Lybhinnia no hizo caso a su compañero y se aproximó al ciervo, agachándose junto al cadáver. Clavó su puñal, ante el asombro de sus compañeros e hizo un tajo largo y profundo. Tal como había temido, empezó a rezumar una especie de sustancia viscosa, negruzca, al tiempo que se llenaba el aire de un hedor propio de la putrefacción más absoluta. Sacó el puñal, mientras saltaba hacia atrás, para evitar que esa sustancia la tocase.
-       ¡Putrefacción! -dijo Lybhinnia, con un asco auténtico, que atrajo a los otros cazadores para ver el descubrimiento.
Los gestos de desilusión y desaliento llenaron los rostros de los cazadores cuando constataron lo que Lybhinnia ya se temía. El ciervo, que parecía sano y grande por fuera, estaba roído por la podredumbre por dentro. La carne ennegrecida, descompuesta, los espacios llenos de gas maloliente y desagradable. No podrían aprovechar nada del animal, pues el pelaje oscurecido no serviría para crear ningún tipo de cuero. Ahora ya solo podrían quemar el ser, pues no podían permitir que tal desolación fuera alimento de otro ser hambriento que enfermaría engullendo esa carne corrupta.

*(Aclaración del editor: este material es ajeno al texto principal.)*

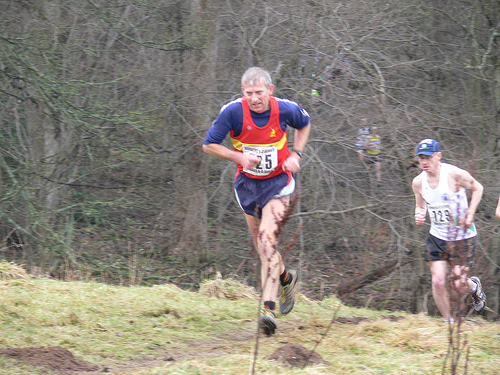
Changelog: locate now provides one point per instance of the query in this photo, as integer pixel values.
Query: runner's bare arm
(465, 180)
(300, 139)
(420, 206)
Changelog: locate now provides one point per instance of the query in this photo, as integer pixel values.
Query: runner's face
(429, 162)
(257, 95)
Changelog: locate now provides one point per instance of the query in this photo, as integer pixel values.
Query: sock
(271, 305)
(285, 278)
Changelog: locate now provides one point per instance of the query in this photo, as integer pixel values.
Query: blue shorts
(253, 194)
(458, 252)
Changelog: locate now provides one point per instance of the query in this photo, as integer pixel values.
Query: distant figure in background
(373, 147)
(440, 189)
(363, 133)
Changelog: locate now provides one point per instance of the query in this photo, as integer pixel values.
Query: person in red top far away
(440, 190)
(264, 182)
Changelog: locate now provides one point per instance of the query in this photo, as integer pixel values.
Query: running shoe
(478, 297)
(287, 294)
(267, 322)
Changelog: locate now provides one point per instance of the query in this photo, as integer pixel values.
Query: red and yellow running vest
(269, 142)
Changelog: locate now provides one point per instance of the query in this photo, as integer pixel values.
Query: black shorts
(459, 252)
(253, 194)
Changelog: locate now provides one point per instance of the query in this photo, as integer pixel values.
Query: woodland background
(104, 105)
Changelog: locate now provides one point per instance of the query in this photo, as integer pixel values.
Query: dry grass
(166, 330)
(12, 271)
(227, 289)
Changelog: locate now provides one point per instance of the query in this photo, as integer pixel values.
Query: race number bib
(440, 215)
(269, 159)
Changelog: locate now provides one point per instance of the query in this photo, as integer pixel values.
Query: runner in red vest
(264, 182)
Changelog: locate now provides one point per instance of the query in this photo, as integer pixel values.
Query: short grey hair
(254, 75)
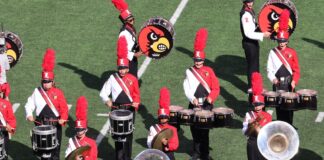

Los cazadores se limitaron a cortar algunas ramas de los árboles cercanos, una tarea que les tendría que haber costado un rato, pero las extremidades de los árboles se quebraban muy fácilmente. Lybhinnia, que limpiaba la hoja de su puñal, intentando eliminar el rastro de la roña, de la sustancia viscosa, que curiosamente estaba comiéndose su hierro, observaba como sus compañeros preparaban la pira, donde colocarían al ciervo.